In 2024, Nikkeshs starred in Telugu-language horror thriller Inti No. 13 and subsequently in romantic action drama Dirty Fellow as Saira and later appeared in the Tamil drama Bhai: Sleeper Cells and the Hindi crime mystery Dream Lock, playing Jennifer opposite Faisal Sayed.

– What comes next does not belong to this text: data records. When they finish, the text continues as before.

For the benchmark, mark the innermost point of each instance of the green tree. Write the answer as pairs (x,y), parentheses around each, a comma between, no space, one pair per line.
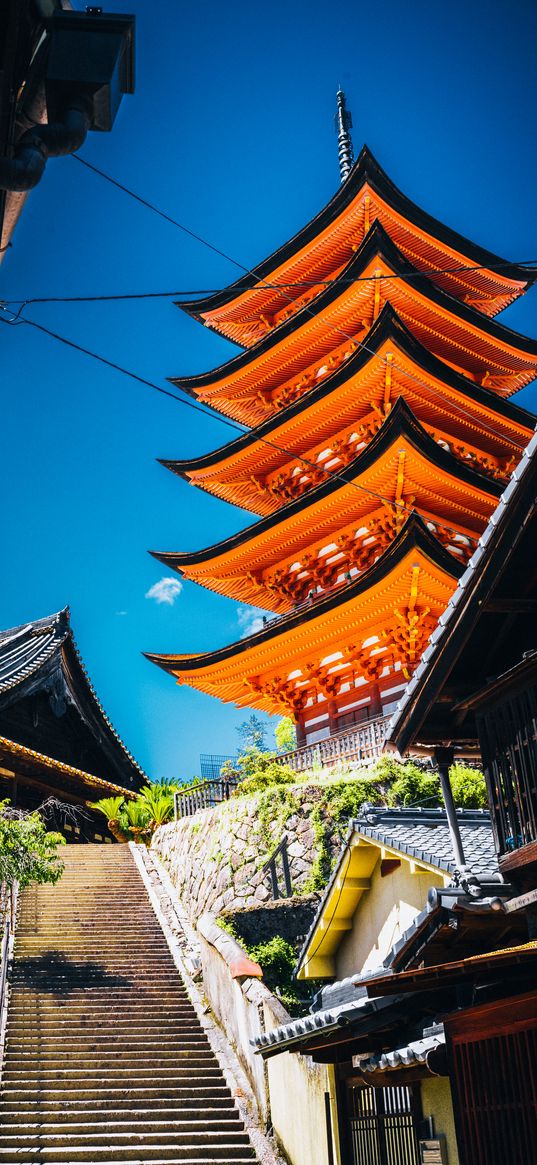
(285,735)
(28,851)
(253,733)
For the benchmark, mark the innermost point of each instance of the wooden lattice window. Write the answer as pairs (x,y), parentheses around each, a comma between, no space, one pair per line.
(494,1073)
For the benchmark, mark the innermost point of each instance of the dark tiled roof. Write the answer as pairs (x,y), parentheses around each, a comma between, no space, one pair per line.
(25,650)
(461,595)
(299,1031)
(34,655)
(411,1056)
(424,834)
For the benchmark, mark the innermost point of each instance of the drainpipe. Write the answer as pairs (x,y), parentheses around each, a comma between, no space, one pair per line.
(444,760)
(65,135)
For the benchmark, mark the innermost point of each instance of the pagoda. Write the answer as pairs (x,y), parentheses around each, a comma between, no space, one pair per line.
(375,383)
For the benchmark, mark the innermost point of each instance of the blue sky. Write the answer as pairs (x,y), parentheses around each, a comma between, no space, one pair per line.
(231,131)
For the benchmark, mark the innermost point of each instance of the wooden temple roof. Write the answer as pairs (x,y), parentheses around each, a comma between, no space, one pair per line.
(252,383)
(48,704)
(248,470)
(248,306)
(380,620)
(36,762)
(488,627)
(346,522)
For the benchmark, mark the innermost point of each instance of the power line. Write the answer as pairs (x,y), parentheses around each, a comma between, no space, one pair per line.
(162,214)
(224,421)
(306,309)
(340,281)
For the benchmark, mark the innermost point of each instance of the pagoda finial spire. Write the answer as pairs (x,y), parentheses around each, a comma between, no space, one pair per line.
(344,122)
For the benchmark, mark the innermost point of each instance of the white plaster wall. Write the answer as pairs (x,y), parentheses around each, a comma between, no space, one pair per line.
(238,1008)
(437,1102)
(382,916)
(297,1088)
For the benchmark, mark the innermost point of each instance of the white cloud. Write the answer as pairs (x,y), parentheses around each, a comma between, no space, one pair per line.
(249,620)
(164,591)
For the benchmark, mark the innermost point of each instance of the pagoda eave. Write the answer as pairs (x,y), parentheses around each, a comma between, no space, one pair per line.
(412,581)
(401,457)
(233,310)
(227,471)
(464,337)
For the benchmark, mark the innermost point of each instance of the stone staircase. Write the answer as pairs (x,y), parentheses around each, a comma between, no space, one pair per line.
(105,1057)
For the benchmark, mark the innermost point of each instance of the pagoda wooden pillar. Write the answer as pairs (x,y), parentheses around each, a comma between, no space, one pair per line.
(375,701)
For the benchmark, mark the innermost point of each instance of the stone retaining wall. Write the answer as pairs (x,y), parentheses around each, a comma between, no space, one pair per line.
(214,858)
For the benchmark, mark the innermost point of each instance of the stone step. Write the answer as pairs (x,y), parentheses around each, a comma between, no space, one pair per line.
(155,1155)
(157,1094)
(200,1071)
(141,1151)
(170,1125)
(120,1115)
(106,1042)
(175,1056)
(107,1136)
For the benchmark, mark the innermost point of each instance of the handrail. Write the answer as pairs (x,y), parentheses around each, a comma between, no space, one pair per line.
(8,897)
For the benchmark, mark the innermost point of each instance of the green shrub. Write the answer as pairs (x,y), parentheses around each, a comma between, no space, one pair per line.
(470,790)
(28,851)
(256,770)
(285,735)
(414,786)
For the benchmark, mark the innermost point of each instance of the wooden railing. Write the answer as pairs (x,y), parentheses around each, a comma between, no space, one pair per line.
(361,742)
(203,796)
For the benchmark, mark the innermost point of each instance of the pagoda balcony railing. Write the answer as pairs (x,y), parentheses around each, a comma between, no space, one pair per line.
(361,742)
(508,740)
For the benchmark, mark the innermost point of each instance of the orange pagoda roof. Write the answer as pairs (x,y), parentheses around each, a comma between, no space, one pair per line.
(340,528)
(261,470)
(299,352)
(253,305)
(379,622)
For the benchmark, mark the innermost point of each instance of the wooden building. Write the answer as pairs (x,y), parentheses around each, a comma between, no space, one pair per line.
(376,382)
(56,742)
(395,906)
(477,689)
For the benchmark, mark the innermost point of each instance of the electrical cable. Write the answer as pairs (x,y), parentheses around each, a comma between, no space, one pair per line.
(415,273)
(306,309)
(218,417)
(198,408)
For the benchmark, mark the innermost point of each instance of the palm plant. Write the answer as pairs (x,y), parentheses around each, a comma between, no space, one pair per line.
(112,809)
(160,804)
(138,817)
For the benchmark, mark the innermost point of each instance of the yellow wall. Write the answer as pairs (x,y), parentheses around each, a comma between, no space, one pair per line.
(382,916)
(297,1088)
(437,1102)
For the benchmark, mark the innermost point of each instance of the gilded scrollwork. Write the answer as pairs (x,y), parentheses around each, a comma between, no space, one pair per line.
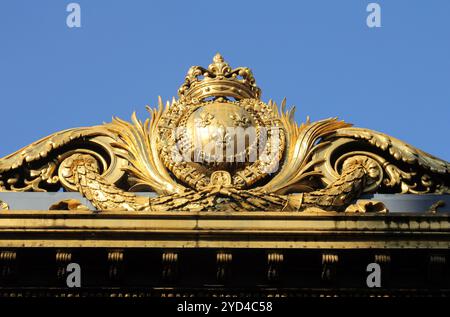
(218,147)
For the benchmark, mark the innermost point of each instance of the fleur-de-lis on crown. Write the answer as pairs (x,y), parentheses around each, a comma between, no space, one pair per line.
(240,120)
(204,120)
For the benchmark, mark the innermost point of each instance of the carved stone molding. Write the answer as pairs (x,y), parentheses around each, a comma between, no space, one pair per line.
(115,263)
(170,265)
(224,260)
(329,266)
(7,263)
(63,258)
(274,263)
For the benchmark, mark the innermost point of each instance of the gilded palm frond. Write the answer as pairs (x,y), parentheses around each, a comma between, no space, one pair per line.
(301,142)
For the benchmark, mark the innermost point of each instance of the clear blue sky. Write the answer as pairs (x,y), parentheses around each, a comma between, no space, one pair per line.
(319,54)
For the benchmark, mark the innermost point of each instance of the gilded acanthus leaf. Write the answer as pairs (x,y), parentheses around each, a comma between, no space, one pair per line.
(302,141)
(138,145)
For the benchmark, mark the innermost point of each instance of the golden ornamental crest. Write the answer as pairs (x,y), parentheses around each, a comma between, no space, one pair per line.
(220,147)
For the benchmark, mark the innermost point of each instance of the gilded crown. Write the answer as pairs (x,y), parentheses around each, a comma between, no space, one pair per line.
(219,80)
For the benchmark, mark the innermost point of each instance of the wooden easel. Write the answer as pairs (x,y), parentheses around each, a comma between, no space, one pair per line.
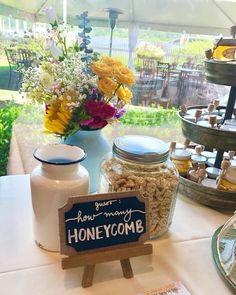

Additionally, she is set to appear in the Hindi OTT film Pati, Patni and Kand, a Lucknow-based crime thriller, in a lead role.

Music

In 2024, Nikkesha ventured into singing, recording a Punjabi track with Balkar Dhillon in Canada and preparing a duet with Indian Idol 13 winner Rishi Singh. She also recorded a song for Pati, Patni and Kand after encouragement from the film's director.

==Filmography==

=== Films ===

| Year | Film / Series | Role | Notes |
| 2013 | Lucky Man |  | Also executive producer |
| 2017 | Rok Tok |  | Gujarati |
| 2020 | Missing: Search vs Revenge | Sruthi | Telugu film |
| 2024 | Bhai: Sleeper Cells |  |  |
| Inti No. 13 |  | Telugu film |
| Dirty Fellow | Saira | Telugu film |
| Dream Lock | Jennifer |  |
| 2025 | Pati, Patni and Kand |  | Hindi film |

===Web series===

| Year | Title | Role | Platform | Notes |
|---|---|---|---|---|
| 2018 | Haq Se | Amal Mirza | AltBalaji |  |

===Music videos===

| Year | Song | Artist | Role | Notes |
|---|---|---|---|---|
| 2016 | Adaayein | Amit Tandon | Female lead |  |
| 2019 | Do You Remember | Jordan Sandhu | Female lead |  |
| 2019 | Photo | Singga | Female lead |  |
| 2019 | Struggler | R. Nait | Female lead |  |
| 2019 | Hawaa | B Praak, Grann Sidhu | Female lead |  |
| 2019 | Aakad | Sanam Parowal | Female lead |  |
| 2020 | Mashoor Ho Giya | Jordan Sandhu | Female lead |  |
| 2020 | Wish | Nikk | Female lead |  |
| 2020 | Pink Pink Addiyaan | Jigar, Amrit Maan | Female lead |  |
| 2020 | Wah Wah Jatta | Rohanpreet Singh | Female lead |  |
| 2020 | Kya Baat Aa | Karan Aujla | Female lead (2nd) |  |
| 2020 | Regret | Ammy Virk | Female lead |  |
| 2020 | Des Ae Tera | Karan Sehmbi | Female lead |  |
| 2021 | Dhund Di Khushboo | Kaka | Female lead |  |
| 2021 | Yaraane | Gur Sidhu | Female lead |  |
| 2021 | 100 Gulab | Singga | Female lead |  |
| 2021 | Evergreen | Jigar | Female lead |  |
| 2021 | Dastaan E Ishq | R. Nait | Female lead |  |
| 2021 | Jaan Jaan Ke | Dilbar Singh | Female lead |  |
| 2022 | Maar Sutteya | Gajendra Verma | Female lead |  |
| 2022 | I Don't Remember | Deep Jandu | Female lead |  |
| 2023 | Dil Da Black | Runbir | Female lead |  |
| 2023 | Gussa Enna Pyara | Karan Sehmbi | Female lead |  |
| 2023 | Fallin Apart | Karan Aujla | Female lead |  |
| 2023 | Saah | Singga | Female lead |  |
| 2024 | Pasand | HRJXT, Intense | Female lead |  |
| 2024 | Raja Rani | Ninja | Female lead |  |
| 2025 | PAGAL | Tedda Banda | Female lead |  |
| 2025 | Mulaqaat | Jassa Dhillon | Female lead |  |

== Personal life ==
Nikkesha is a Kathak dancer and has a background in musical theatre and choir in Vancouver.